Passengers commuting between Tel Aviv and Ra’anana shouldn’t be surprised to find Mozart, Bach or Tchaikovsky on their bus route. Thanks to an innovative project by the Metropoline bus company and the Ra’anana Symphonette Orchestra, riding the bus between these two locales will now include short classical music pieces prior to arrival at the next stop.
Classical music in Israel is highly regarded, but the challenge for all orchestras and symphonies here has always been how to attract a younger and more diverse audience.
“I kept on thinking of a way to bring our amazing classical music to the public,” Ra’anana Symphonette Orchestra’s CEO, Orit Fogel, told Hebrew media. “That’s why we chose musical segments which almost every person is familiar with.”
The musicians recorded 15-second snippets of familiar music that will be played over the loudspeakers before every stop.
Bus No. 48 – which runs from Lev Hapark in Ra’anana through Herzliya and Ramat Hasharon on the way to Tel Aviv’s Carmel Market – is the first to take part in the experiment.
To launch the project, a violinist and an oboe player from the orchestra played live music for passengers on a recent bus ride.

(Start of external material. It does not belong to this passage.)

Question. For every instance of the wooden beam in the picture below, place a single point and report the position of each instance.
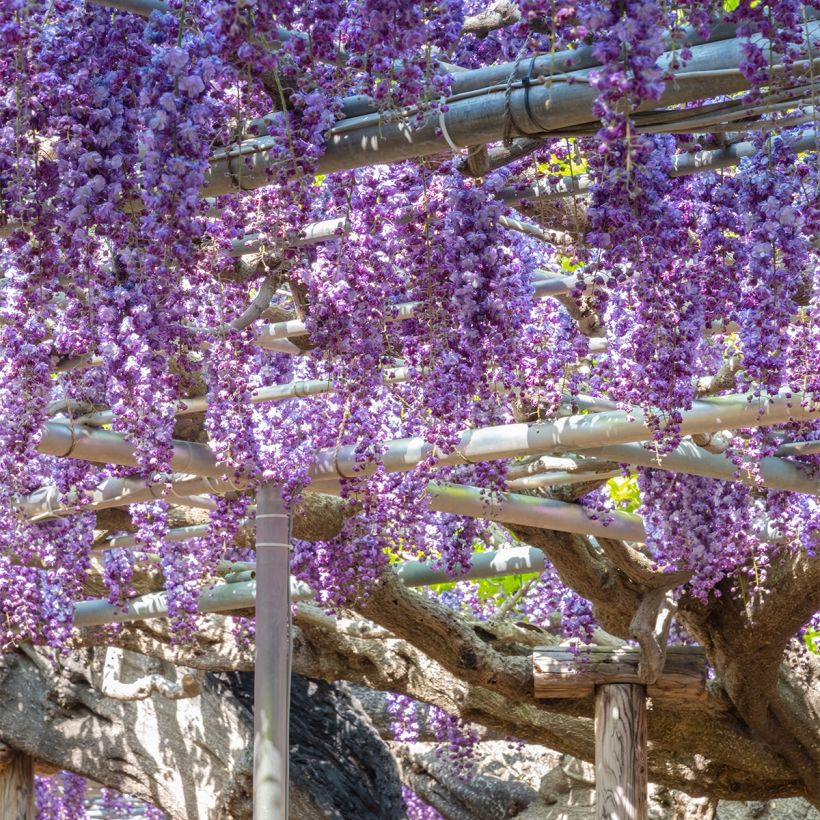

“It’s nice listening to serene and relaxing music after coming from the busy street. It will calm down the passengers,” one passenger noted.
Indeed, shouting matches and animated cell-phone conversations on Israeli buses are more common than uncommon.
And though the project is meant to make classical music more acceptable, it could also keep order. If it’s anything to go by, West Yorkshire has been using classical music as a tool for social control for years by playing a loop of classical music at bus stops, outside stores and at train stations to prevent gangs from loitering.
Metropoline says it will add other routes to the music project according to reactions of its passengers.